Bagi sebagian orang, traktor identik dengan mesin kerja sederhana yang nilainya jauh di bawah mobil sport. Namun Centenario Tractor justru membalik logika itu, karena unit koleksi ini bisa dilelang dengan harga yang berpotensi melampaui Lamborghini Revuelto baru, padahal tenaganya hanya 36 hp.
Yang membuatnya menarik bukan soal kecepatan, melainkan cerita di balik nama Lamborghini sendiri. Ferruccio Lamborghini memulai langkahnya dengan traktor sebelum kemudian merek itu dikenal lewat supercar, dan Centenario Tractor dibuat untuk menghormati 100 tahun kelahirannya.
Basis lawas yang diubah jadi objek koleksi
Centenario Tractor tidak lahir dari nol. Kendaraan ini memakai dasar Lamborghini DLA35 era 1960-an, lalu diolah menjadi proyek steampunk yang jauh dari wujud traktor kerja biasa.
Di balik tampilannya, masih ada mesin diesel 2,2 liter tiga silinder yang dipadukan dengan transmisi manual. Outputnya tercatat hanya 36 hp atau 36,5 PS, angka yang jelas tidak mengejar performa tinggi.
Fokus proyek ini memang berbeda. Alih-alih mengejar tenaga, pembuatnya menonjolkan desain, detail pengerjaan, dan karakter visual yang kuat.
Wujudnya dibuat sangat berbeda dari traktor biasa
Bentuk asli kendaraan ini sudah banyak berubah. Posisi duduk pengemudi dan penumpang dibuat rendah di antara roda belakang besar, sehingga siluetnya terasa seperti hot rod yang direndahkan.
Secara tampilan, Centenario Tractor tidak mencoba meniru supercar modern. Meski begitu, auranya tetap agresif untuk ukuran kendaraan pertanian.
Panel-panel logamnya dibentuk dengan tangan dan dibiarkan tanpa cat. Permukaan itu sengaja dibuat menua secara alami agar muncul patina yang memberi kesan klasik dan hidup.
Pendekatan tersebut membuat tampilannya terasa seperti mesin kerja lama yang masih bertahan di ladang-ladang Italia. Di saat yang sama, ada banyak detail tersembunyi dan sejumlah lambang Lamborghini di berbagai sisi.
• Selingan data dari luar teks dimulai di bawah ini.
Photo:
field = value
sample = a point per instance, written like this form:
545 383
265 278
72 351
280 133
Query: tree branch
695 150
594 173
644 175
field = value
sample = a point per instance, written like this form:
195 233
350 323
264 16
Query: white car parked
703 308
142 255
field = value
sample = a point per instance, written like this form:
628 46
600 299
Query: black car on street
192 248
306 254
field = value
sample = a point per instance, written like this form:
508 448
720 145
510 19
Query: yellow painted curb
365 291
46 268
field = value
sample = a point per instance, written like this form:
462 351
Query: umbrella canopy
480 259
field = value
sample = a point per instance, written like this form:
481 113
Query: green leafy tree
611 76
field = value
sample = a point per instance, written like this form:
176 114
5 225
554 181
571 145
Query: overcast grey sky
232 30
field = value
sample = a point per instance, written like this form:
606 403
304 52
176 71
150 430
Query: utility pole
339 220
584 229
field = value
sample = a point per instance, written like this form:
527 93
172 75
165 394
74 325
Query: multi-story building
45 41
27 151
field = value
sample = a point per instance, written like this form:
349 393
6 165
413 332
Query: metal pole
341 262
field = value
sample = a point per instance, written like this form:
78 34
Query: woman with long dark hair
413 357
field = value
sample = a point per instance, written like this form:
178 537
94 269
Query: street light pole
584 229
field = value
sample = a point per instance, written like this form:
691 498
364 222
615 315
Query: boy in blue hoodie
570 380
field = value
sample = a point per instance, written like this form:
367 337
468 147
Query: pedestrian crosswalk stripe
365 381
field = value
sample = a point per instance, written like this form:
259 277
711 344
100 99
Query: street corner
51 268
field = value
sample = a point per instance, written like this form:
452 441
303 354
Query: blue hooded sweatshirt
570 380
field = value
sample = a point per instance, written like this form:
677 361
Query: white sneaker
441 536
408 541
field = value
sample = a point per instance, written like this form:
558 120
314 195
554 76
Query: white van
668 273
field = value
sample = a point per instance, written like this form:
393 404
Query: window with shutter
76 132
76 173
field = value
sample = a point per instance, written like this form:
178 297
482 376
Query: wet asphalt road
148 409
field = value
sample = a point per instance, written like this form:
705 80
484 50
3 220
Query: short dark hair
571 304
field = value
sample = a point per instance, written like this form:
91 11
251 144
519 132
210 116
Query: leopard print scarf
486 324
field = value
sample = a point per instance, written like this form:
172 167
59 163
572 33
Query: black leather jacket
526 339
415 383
Diproduksi sangat terbatas
Proyek ini dirancang oleh desainer Italia Adler Capelli. Pengerjaannya juga didukung oleh kelompok kolektor Jerman, Klima Lounge, yang memahami sejarah dan karakter merek Lamborghini.
Jumlahnya sangat sedikit, karena Centenario Tractor hanya dibuat lima unit. Kelangkaan inilah yang ikut mengangkat posisinya sebagai barang koleksi, bukan sekadar kendaraan pertanian yang dimodifikasi.
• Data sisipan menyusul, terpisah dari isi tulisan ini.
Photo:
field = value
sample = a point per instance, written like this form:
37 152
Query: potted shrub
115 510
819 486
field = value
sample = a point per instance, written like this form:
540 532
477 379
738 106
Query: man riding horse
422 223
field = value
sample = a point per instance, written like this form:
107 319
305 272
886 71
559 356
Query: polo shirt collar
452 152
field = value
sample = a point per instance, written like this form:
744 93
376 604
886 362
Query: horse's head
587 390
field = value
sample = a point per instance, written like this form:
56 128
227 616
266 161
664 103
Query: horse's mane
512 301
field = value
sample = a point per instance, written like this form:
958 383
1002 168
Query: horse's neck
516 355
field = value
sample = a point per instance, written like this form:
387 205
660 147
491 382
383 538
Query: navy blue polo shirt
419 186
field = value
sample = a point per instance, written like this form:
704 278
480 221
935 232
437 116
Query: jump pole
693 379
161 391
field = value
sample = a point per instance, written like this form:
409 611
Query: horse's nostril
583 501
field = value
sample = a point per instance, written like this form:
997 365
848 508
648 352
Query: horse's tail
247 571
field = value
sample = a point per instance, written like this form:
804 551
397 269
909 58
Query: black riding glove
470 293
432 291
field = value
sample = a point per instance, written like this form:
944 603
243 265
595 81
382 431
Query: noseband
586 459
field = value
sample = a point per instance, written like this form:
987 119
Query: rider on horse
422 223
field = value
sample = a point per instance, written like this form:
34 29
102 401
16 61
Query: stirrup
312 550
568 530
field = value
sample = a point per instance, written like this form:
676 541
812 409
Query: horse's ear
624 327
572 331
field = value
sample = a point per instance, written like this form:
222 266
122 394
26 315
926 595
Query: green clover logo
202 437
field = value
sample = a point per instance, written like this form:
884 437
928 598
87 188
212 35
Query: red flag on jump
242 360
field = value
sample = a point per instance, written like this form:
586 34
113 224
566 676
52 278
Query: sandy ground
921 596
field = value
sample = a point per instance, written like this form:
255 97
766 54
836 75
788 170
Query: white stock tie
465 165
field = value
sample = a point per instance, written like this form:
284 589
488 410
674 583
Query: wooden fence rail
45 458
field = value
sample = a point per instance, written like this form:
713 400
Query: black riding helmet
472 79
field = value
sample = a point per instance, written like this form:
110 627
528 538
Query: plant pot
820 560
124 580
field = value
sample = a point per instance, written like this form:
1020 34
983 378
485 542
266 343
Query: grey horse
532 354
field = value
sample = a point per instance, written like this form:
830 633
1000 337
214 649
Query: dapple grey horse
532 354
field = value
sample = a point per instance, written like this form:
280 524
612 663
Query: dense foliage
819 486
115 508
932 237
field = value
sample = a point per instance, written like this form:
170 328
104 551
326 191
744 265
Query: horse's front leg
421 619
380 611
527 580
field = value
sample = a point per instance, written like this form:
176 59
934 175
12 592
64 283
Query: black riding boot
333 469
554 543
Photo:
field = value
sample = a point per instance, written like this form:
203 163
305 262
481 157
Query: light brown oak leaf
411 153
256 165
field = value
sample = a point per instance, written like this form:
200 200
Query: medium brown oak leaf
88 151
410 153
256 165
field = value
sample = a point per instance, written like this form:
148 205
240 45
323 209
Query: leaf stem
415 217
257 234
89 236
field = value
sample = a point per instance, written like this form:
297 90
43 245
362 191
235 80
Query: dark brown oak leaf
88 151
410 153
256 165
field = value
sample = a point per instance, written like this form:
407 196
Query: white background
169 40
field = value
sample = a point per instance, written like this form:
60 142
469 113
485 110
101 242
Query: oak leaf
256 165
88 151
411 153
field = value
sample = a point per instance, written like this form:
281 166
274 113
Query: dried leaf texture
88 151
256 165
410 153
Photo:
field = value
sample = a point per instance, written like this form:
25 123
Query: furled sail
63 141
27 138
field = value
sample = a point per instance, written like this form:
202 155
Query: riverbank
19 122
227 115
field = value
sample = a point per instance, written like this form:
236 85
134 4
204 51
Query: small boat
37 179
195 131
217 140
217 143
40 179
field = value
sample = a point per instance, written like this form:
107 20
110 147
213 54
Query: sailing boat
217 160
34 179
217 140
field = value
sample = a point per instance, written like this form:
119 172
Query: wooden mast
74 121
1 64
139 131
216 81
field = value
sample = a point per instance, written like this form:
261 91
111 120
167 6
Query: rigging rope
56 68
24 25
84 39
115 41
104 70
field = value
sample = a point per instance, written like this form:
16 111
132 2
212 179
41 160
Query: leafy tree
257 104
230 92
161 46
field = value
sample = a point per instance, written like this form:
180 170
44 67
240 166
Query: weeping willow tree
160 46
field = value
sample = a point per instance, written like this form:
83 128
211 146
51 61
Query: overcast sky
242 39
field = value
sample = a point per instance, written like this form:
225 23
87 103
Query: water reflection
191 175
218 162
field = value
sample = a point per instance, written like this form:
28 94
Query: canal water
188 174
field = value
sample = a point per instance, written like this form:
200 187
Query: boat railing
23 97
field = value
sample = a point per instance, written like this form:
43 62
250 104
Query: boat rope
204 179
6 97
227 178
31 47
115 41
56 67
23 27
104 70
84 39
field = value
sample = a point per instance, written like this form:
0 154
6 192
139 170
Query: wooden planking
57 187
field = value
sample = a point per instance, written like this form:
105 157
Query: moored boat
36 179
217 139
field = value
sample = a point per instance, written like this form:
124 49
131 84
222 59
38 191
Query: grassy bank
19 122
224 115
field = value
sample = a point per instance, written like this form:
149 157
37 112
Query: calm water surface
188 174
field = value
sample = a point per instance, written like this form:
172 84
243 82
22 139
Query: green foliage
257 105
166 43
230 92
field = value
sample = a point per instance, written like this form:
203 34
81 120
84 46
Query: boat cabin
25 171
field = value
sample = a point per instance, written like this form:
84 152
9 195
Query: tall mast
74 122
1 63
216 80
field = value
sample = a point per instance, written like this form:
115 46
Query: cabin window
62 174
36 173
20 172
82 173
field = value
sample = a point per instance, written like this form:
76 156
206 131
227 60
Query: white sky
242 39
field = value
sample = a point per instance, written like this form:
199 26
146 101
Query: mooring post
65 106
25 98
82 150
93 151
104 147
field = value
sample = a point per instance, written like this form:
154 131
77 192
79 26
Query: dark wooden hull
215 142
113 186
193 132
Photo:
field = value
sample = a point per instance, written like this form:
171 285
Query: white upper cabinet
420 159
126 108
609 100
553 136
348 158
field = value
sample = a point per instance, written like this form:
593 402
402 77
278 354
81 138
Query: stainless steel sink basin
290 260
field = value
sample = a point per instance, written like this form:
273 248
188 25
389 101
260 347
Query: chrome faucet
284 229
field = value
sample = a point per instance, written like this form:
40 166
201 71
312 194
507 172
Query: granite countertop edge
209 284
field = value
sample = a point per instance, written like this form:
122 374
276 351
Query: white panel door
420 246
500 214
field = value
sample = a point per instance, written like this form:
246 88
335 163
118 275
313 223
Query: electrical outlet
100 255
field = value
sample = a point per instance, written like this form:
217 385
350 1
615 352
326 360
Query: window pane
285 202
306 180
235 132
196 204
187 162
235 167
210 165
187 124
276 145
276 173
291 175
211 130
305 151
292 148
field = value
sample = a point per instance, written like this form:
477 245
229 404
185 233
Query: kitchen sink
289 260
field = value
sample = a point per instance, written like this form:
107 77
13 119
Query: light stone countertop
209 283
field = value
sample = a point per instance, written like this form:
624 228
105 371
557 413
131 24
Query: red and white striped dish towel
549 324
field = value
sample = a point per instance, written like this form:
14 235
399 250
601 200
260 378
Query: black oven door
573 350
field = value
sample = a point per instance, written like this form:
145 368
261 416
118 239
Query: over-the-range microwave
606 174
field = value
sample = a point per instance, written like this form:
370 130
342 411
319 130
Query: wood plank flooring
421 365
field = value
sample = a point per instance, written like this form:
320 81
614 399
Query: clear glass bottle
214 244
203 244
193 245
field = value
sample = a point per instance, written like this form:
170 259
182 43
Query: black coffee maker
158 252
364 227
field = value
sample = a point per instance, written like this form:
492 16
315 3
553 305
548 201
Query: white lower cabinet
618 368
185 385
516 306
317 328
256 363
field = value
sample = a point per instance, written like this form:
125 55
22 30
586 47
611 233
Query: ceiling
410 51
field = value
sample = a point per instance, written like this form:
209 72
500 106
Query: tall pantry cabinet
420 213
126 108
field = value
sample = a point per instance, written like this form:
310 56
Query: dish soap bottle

Salah satu unit yang kini dilelang disebut baru menempuh 310 mil atau sekitar 500 km sejak selesai dibuat pada 2020. Jarak tempuh yang rendah itu memperkuat statusnya sebagai objek eksklusif.
Harga yang menabrak ekspektasi
Saat masih baru, masing-masing dari lima unit dilaporkan terjual sekitar €1,75 juta, atau setara $2 juta dengan kurs saat ini. Nilai itu saja sudah menempatkannya di wilayah harga supercar, meski fungsi dan tenaganya sangat berbeda.
Perbandingan makin mencolok jika melihat Lamborghini Revuelto baru di Amerika Serikat yang dibanderol $600k. Artinya, pembeli bisa saja perlu menyiapkan dana lebih besar untuk traktor steampunk ini daripada untuk mobil andalan Lamborghini masa kini.
Lelang Centenario Tractor pun menjadi peluang langka bagi kolektor yang mencari benda dengan kisah kuat, pengerjaan rumit, dan hubungan langsung ke akar sejarah Lamborghini. Di pasar kendaraan koleksi, daya tarik seperti itu kadang lebih mahal daripada angka tenaga yang tertera di atas kertas.